Kelly Link’s short-story collections bewilder and delight with their sideways takes on fantasy tropes. People might turn into cats, but they do it while texting emojis (dancing lady, unicorn, happy face). In The Book of Love, Link’s debut novel, she revels in upholding and upturning the genre’s conventions. Mainlining Buffy the Vampire Slayer, and with a dose of recent teen Netflix fantasies such as Locke & Key, her setting is a small coastal town in Massachusetts to which three sarky adolescents have suddenly returned home — although not, as is generally supposed, from a short trip to Ireland, but from what they, alongside assorted supernatural beings, know to be Death itself.

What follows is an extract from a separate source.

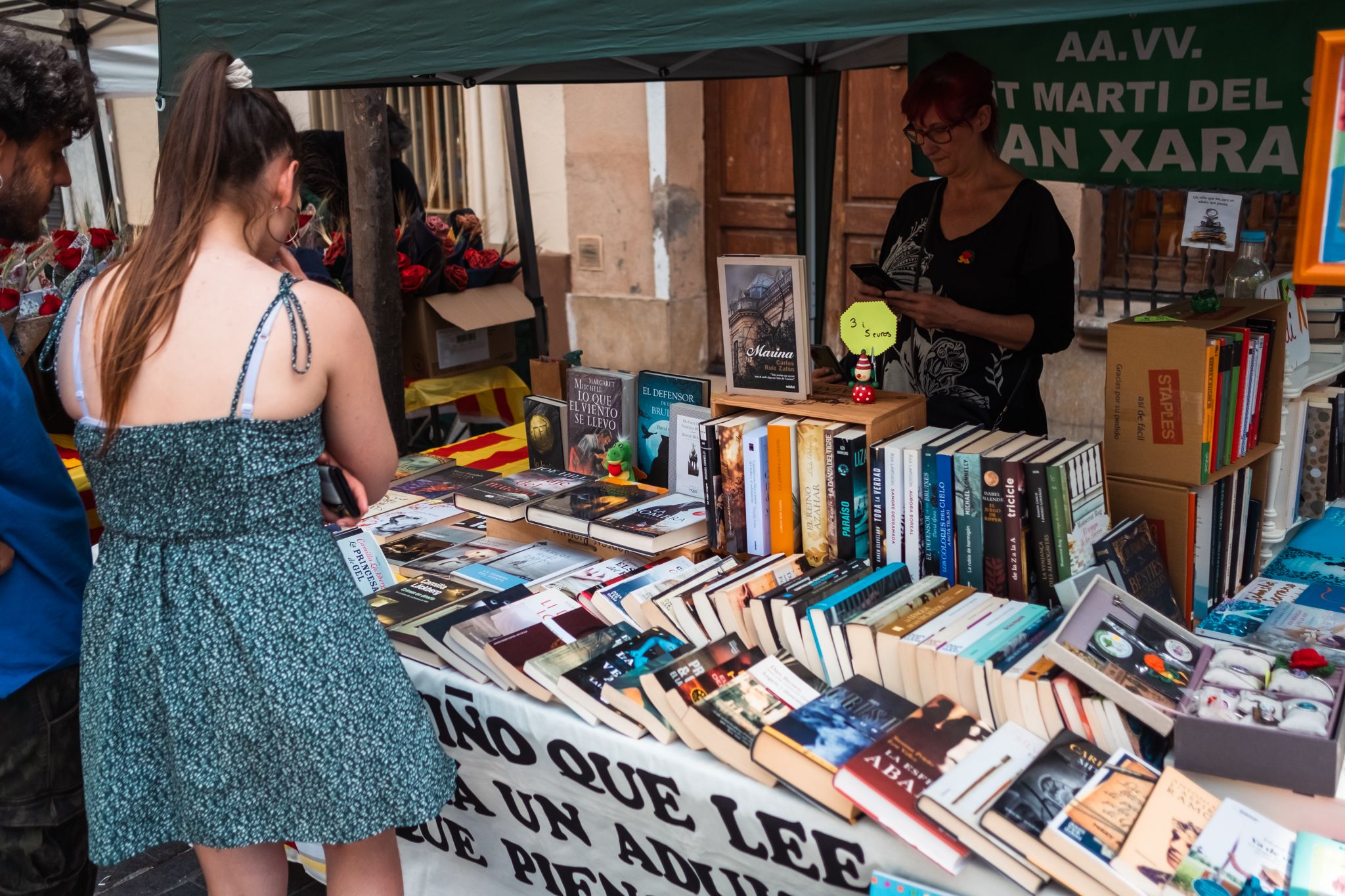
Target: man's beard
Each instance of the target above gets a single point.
(22, 205)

Crossing back over Death’s threshold is the mark of a hero, and the trio exhibit miraculous abilities, can change the weather, transform into animals and even have sex in a magically created pavilion. Mohammed is the lonely gay, hooking up on apps and writing operas; Daniel is the stubborn eldest brother of a gang of siblings; and Laura, a keen singer-songwriter, dreams of stardom and feuds with her annoying sister. It’s these relationships, rooted in the messy reality of families and work, coffee shops and pizza, which provide a solid emotional center to the novel. The three bicker, fall in love and lust, and battle the threatening forces arrayed against them.

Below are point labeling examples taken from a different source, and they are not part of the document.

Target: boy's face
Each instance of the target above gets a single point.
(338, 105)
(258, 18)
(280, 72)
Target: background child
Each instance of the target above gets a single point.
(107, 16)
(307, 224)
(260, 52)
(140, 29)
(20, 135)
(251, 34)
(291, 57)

As in Alan Garner’s superlative The Owl Service, the triumvirate have become locked into a magical pattern which must be reenacted before disaster overwhelms them. Their supernatural counterparts are three ancient beings who control doors between worlds: they’re in town and, boy, are they causing trouble.

The plot is not the most interesting thing here. Those attuned to the mechanics of fantasy will guess what’s coming. Link, used to the short-story form, has overstretched a good idea and the latter parts of this long novel are on the thin side. She also highlights her politics in a way that seems crowbarred into the narrative. Yet the writing sparkles with wit and color, and there is much camp weirdness and shimmering grandeur. Thousands of moths descend on the town; statues come to life; a hotel owner becomes a tiger, and there’s even a pink flying unicorn “in a snit.” This is entertaining fantasy and also, in its own way, experimental. Dancing lady, unicorn, happy face.